~Attention! It contains spoilers!~

Christopher Nolan’s films have this wonderful, interesting twist towards the end that makes you think about things. And mind challenging and thought provoking films are always nice to have.
When I first saw the trailer for Tenet, I instantly made a mind note to see it as soon as it comes out because it seemed that it will tick the “Another awesome Nolan film!” box. Well, for me it didn’t.
Let’s get this straight. The story itself it’s quite interesting, but I think that it’s not properly taken advantage of. In a way, it seems to be more of a bud, rather than a full bloomed flower. Let’s go through it a bit, shall we? :-)
First things first: it was too long for the tangled story it said. Waaay too long! 2.5h! Really?
For me personally, the name is very important. To put out a film in which the main character doesn’t have a proper name and even refers to himself as The Protagonist, is a bit bold. First of all, would you be in the corner of a person whose name you don’t know? I wouldn’t. Why the lack of a name? It’s got to be a very good reason for me to accept it. Even with an explanation at hand, it’s difficult to be on the side (or to acknowledge the leadership) of a nameless man. The Protagonist’s character is not well defined. He’s very… plain and all-knowingly. He seems to know things without being told, he understands things without having (or at least without us knowing he has) any proper former education about them, he doesn’t get shocked/surprised/fazed by anything, really. It makes me think: where’s his humanity? Where’s that bit of “growing the character”? This is also due to the fact that we don’t know anything about the character’s past and training.

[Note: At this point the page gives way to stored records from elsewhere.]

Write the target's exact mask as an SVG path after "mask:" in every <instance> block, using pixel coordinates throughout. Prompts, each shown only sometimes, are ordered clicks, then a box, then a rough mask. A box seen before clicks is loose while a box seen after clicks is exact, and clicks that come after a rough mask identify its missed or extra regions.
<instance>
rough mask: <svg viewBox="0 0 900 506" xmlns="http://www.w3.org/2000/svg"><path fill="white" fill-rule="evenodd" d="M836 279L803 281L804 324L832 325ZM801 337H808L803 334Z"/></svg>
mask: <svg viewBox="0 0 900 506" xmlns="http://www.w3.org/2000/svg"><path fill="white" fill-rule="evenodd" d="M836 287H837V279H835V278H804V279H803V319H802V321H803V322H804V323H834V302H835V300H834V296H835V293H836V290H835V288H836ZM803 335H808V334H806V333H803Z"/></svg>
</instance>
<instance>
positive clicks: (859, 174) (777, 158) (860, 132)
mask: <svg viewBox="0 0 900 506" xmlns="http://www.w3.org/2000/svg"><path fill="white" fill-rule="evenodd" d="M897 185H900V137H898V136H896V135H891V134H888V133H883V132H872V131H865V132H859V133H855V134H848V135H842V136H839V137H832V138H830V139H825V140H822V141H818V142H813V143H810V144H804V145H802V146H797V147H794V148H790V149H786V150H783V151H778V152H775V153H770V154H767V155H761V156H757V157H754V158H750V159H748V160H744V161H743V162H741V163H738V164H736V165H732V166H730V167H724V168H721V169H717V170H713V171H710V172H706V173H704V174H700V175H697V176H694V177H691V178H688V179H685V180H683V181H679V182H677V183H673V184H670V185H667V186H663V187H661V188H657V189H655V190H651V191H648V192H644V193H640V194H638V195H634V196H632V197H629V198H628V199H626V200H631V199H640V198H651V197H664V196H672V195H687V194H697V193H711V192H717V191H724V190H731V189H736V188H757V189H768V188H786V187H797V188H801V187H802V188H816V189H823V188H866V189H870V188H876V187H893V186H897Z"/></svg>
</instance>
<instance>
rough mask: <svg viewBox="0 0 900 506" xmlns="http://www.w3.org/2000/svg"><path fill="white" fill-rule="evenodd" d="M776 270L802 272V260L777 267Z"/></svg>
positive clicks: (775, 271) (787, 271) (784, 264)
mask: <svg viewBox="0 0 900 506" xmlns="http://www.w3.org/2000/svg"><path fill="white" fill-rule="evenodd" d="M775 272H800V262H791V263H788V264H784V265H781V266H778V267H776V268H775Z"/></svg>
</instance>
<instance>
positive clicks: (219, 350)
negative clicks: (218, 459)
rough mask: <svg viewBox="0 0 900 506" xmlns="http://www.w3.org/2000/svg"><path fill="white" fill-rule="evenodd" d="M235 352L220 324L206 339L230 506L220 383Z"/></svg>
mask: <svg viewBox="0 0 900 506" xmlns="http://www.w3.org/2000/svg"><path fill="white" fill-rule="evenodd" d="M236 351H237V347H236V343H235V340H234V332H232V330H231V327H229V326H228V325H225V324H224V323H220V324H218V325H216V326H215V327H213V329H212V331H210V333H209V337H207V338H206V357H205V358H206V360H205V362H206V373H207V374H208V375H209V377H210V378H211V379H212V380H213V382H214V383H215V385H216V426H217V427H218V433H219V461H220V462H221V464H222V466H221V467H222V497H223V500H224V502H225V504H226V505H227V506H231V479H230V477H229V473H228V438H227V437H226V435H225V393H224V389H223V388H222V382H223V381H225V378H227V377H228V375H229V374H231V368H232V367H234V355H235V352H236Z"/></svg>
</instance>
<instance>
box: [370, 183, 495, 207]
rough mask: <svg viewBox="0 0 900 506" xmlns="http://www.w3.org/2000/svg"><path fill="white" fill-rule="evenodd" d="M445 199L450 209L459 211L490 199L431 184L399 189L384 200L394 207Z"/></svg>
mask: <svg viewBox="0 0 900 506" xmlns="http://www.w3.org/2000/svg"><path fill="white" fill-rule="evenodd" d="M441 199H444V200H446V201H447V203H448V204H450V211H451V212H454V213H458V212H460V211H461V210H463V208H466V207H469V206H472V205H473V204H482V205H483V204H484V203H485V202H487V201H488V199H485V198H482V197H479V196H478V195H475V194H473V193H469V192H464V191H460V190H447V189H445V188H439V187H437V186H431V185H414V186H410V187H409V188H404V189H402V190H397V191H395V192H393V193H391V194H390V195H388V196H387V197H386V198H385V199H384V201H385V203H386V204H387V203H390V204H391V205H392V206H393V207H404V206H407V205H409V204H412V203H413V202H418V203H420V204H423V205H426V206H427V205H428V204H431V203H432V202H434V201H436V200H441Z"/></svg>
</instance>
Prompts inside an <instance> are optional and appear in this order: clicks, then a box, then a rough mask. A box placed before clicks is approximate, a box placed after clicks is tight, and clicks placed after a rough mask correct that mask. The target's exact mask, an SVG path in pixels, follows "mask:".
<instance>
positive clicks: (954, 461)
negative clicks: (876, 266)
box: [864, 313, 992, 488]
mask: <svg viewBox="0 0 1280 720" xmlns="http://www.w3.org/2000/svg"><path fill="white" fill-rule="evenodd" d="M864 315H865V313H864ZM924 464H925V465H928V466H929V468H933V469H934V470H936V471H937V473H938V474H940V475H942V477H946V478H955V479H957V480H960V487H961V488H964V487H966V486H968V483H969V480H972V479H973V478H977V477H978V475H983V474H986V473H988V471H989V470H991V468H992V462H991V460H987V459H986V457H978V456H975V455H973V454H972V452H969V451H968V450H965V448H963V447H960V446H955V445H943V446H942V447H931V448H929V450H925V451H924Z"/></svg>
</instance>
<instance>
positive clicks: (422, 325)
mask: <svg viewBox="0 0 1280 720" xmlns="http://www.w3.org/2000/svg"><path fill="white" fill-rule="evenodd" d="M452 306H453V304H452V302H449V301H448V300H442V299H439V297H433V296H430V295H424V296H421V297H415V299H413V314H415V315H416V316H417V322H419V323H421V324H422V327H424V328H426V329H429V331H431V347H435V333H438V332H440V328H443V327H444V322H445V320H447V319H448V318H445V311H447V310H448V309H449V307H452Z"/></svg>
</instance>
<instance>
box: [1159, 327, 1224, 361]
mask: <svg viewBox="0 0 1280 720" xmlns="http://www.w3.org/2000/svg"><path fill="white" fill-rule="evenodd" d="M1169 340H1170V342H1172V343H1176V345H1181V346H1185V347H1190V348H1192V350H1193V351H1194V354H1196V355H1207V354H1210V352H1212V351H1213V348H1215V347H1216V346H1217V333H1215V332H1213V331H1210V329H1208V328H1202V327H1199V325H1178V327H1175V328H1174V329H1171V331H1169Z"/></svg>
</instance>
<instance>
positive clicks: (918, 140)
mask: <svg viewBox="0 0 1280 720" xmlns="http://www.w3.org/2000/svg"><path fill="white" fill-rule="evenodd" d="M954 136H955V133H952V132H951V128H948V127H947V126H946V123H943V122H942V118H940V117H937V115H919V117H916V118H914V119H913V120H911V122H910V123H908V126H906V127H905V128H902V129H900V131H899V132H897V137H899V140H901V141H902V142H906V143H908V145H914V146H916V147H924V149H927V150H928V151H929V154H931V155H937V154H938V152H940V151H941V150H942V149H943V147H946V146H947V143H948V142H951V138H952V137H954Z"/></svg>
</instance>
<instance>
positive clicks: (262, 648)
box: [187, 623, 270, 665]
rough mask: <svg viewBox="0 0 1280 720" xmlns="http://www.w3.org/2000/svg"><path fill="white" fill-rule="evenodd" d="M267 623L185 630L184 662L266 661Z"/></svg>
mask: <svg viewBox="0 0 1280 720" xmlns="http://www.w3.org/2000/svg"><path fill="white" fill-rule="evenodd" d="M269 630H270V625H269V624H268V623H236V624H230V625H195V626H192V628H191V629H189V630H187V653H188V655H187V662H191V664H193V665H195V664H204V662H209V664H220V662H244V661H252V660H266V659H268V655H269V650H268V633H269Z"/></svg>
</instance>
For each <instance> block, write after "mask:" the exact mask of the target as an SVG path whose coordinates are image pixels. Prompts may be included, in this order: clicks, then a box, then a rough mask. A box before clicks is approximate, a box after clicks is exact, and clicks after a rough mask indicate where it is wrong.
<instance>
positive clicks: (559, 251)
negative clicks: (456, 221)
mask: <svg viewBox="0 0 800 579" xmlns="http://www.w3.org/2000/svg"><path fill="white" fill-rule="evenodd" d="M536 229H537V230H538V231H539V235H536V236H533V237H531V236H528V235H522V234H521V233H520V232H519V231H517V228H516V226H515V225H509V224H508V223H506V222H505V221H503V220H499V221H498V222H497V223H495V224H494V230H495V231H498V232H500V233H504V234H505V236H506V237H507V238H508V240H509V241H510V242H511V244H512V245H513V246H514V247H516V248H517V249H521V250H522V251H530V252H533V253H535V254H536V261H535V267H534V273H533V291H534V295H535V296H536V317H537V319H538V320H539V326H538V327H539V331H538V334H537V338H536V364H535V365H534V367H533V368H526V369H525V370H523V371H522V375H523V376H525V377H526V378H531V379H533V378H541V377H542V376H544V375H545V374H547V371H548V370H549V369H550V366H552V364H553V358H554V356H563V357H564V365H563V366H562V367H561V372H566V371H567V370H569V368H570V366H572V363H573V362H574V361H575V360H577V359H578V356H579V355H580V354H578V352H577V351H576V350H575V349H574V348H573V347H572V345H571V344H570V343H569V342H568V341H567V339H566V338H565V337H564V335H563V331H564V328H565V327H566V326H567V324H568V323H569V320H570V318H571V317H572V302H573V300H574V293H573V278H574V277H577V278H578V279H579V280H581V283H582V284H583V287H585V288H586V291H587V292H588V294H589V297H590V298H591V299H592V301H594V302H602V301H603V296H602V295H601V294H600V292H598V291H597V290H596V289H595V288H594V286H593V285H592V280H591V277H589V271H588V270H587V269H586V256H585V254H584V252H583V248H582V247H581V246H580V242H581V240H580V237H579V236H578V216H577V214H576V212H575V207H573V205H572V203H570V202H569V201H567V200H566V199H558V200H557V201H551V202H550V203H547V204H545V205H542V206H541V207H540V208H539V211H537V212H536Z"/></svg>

So we cannot see where he’s coming from and where he’s heading. If we cannot follow his journey, how can we empathize with him?
There are a lot of reviews saying that the music is too loud and the dialogue is too quiet. To be honest, I couldn’t really pinpoint this, as I watched it with subtitles, but I did have to pause, go back and read it again to understand. I didn’t understand the main explanation, though. When the Protagonist sees the reverse bullets for the first time and that lady says “you don’t have to understand”, I felt it was Nolan telling the viewer that line. It was a moment of epiphany: “Oh, so it was written to be understood. Oh, okay then.”
Despite being long, the action is not dragging, really. It’s the editing that gives headaches. They jump from one scene to another without explanations where you are and why and what’s the character doing there. When the Protagonist first learns about the inverted entropy, he is told that he has to drop the bullet to be able to get it back in his hand, but we are not shown that he had dropped it in the first place. Also, he uses a lead glove to manipulate the bullet, but afterwards, he doesn’t really need any lead glove to do anything related to inverted materials. Why?
The mechanism of the algorithm is not really explained – if it was really that dangerous as they say, why don’t we get more info on it? I get it. It’s because we have to follow the struggles of the Protagonist, but he really doesn’t have too many, does he? He knows a lot, nothing frightens him etc etc.
The “tenet sign’ is used only 3 times or so and yet it’s literally the title of the movie. What’s that all about? It didn’t really open too many doors for him as it was promised… Why bother adding that detail in the first place?
It’s almost impossible to get over the lack of explanations, to be honest. Let me explain :) (pun intended). The movie is set in our reality, and then the normal course of events is disrupted when something unusual takes place. That means that all the rules that govern our reality are in place, but there are some that are bent by the unusual events, right? That’s all jolly good, however! We are not told what are the consequences of the bent rules. They get in that reversing machine-device-thingy (we don’t know how the good guys know how it works! They just do…) and walk back in time, changing stuff, but we don’t get to see how the changed past influences the future. The paradox is that in the climax, Kat kills Sator while she was in the past and this should have had huge repercussions in the present, where the Protagonist and Neil have to get the algorithm from the cave. And yet, no repercussions at all. Nothing is changed. Business as usual. Why? Where’s the threat if the offender died in the past??
Last, but not least (there are so many things that I can’t possibly keep counting them!), all the actors, apart from the character of Sator, were poorly chosen. The Protagonist cannot get his act to what it was required for the role. To be fair, I haven’t seen him in any other movie before, but he doesn’t live up to his dad’s charisma and acting. The female character is not attractive at all, in my opinion. I mean, if I were Sator, I wouldn’t think she is that irreplaceable, but hey! You cannot argue about someone’s taste in women. Definitely not a fictional character :-)
Alright, that’s about it for now. It’s a messy review, but to be brutally honest, it was a messy movie. Definitely not one I would recommend. I rated it a 5 on IMDb.